Emma llevaba sencillamente vaqueros, una suave camisa de seda y una diadema en el pelo, pero estaba estupenda. Para entonces ya me había bebido algunas copas más, pero no era el alcohol el que juzgaba y hablaba por mí. Ella se limitó a arquear las cejas.
Estaba casada con mi mejor amigo de la escuela de Glasgow, Craig Verrin; Craig y yo formamos nuestra pequeña banda de dos durante quinto y sexto, antes de que se marchara al University College de Londres y al año sentara la cabeza con Emma y tuvieran una niñita. Entretanto, yo —ferozmente ajusticiado por profesores y examinadores bajo el falso argumento de no haber hecho todo el trabajo necesario para aprobarme fui para preparar té y pillar drogas para los DJs más vagos y disolutos de la StrathClyde Sound.

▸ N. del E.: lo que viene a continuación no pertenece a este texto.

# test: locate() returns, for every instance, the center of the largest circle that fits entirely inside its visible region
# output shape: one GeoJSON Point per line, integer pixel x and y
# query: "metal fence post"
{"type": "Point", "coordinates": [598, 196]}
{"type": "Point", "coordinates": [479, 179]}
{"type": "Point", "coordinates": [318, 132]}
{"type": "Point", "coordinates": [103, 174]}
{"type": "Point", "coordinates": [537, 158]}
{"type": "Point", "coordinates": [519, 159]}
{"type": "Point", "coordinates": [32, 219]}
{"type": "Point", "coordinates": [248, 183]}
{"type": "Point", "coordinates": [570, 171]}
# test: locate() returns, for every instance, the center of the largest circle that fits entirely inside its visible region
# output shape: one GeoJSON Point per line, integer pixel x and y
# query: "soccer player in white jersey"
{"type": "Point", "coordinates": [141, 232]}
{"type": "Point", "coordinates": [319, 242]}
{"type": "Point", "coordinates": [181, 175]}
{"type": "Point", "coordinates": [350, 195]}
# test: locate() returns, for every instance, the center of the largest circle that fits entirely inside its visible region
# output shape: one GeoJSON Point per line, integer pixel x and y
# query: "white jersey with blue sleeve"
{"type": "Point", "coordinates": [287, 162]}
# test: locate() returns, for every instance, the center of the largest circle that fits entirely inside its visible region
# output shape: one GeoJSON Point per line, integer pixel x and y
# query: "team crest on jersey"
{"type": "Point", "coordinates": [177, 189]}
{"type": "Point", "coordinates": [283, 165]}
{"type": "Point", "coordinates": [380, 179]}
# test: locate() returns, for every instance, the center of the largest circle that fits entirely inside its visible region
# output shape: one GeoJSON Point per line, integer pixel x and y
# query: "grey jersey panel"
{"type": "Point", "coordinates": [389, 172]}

Emma era lista y divertida y atractiva de un modo delicado típico de las rubias y siempre había estado loco por ella, pero nuestra relación se había agriado un poco porque ambos compartíamos la culpa secreta de que, solo una vez, nos habíamos acostado. Ella y Craig estaban pasando por un bache cuando ocurrió, después de que Craig se descarriara y volviera a encontrar el buen camino, y ahora habían roto de nuevo —llevaban separados un par de años—, de modo que la cosa no parecía tan mala como podría haber sido... pero aun así... La chica de mi mejor amigo; ¿en qué coño había estado pensando? La mañana siguiente había sido probablemente la más embarazosa de mi vida; Emma y yo parecíamos tan avergonzados que había carecido de sentido intentar fingir ante el otro que lo ocurrido no había sido un error garrafal.

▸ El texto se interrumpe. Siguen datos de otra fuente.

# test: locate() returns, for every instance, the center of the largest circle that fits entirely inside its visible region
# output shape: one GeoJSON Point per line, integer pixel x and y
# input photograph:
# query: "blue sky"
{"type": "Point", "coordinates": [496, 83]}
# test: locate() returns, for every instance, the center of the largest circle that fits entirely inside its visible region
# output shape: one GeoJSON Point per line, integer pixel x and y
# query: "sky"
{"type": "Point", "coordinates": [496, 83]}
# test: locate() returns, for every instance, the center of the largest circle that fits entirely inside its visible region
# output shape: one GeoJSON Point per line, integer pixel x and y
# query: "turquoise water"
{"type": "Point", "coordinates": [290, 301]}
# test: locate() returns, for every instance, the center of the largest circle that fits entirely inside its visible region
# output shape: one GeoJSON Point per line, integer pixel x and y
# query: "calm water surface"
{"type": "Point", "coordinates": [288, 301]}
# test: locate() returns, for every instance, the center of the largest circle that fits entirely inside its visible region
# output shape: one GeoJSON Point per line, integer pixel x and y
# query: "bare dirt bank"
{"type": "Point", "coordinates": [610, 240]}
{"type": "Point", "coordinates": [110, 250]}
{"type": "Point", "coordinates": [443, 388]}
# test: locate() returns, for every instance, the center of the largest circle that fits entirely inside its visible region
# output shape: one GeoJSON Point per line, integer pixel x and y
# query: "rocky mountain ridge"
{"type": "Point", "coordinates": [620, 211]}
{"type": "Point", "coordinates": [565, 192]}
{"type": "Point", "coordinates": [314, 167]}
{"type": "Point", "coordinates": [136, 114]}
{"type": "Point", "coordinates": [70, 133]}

Bueno, era solo otra de esas cosas que desearías borrar de la realidad. Supuse que los dos habíamos hecho cuanto habíamos podido por olvidarlo y que solo el tiempo había suavizado la culpa; pero a veces, cuando Emma y yo nos mirábamos a los ojos, tenía la impresión de que hubiera ocurrido ayer y los dos teníamos que desviar la mirada. Yo vivía con el miedo intermitente a que Craig lo descubriera.
Supongo que era parecido pero diferente a cuando Jude y yo nos acostábamos. Y era otra relación de la que no podía hablar con nadie. Puestos a pensar en ello, por una u otra razón, no podía hablar de la mayoría de mis relaciones/líos/comoquiera que se llamen. Desde luego no podía hablar de la otra importante; la relación con Celia —Celia la esbelta, Celia la sexy, Celia la de ropa ajustada como un precinto—. Joder, alguien poco profundo podría sacar la conclusión al revisar mi vida privada de que me gustaba cierto riesgo en mis devaneos, pero esa relación en particular no solo era peligrosa, de esa relación podría haber salido herido de gravedad o algo peor.
En mis peores momentos se me ocurrió alguna vez que estos enredos —al menos uno de ellos— acabarían conmigo.
—Hacía tiempo que no nos veíamos. —Emma estaba inclinada hacia mí, hablando en voz baja, una voz que casi se perdía en el alboroto de la fiesta.
—He tenido una temporada muy frenética.
—Apuesto a que sí. He visto a Jo salir hecha una furia.
—Bueno, no; no estaba furiosa exactamente. Tampoco es que se haya ido paseando, te lo aseguro. Ha sido algo intermedio; indignación, más bien.
—¿Por algo que hayas dicho?
—Curiosamente, no. No, era indignación relacionada con el trabajo, o furia. ¿Dónde está Craig?
—Ha ido a recoger a Nikki. —Consultó el reloj de pulsera—. Debería estar al caer.
—¿Y cómo está esa preciosa...?
—Bueno —interrumpió Emma—. ¿Qué tal va el programa?
—¿Tienes que preguntarlo? —Fingí sentirme herido—. ¿Es que ya no lo escuchas?
—Me perdisteis como oyente cuando empezasteis a machacar con eso de que solo los criminales deberían tener armas.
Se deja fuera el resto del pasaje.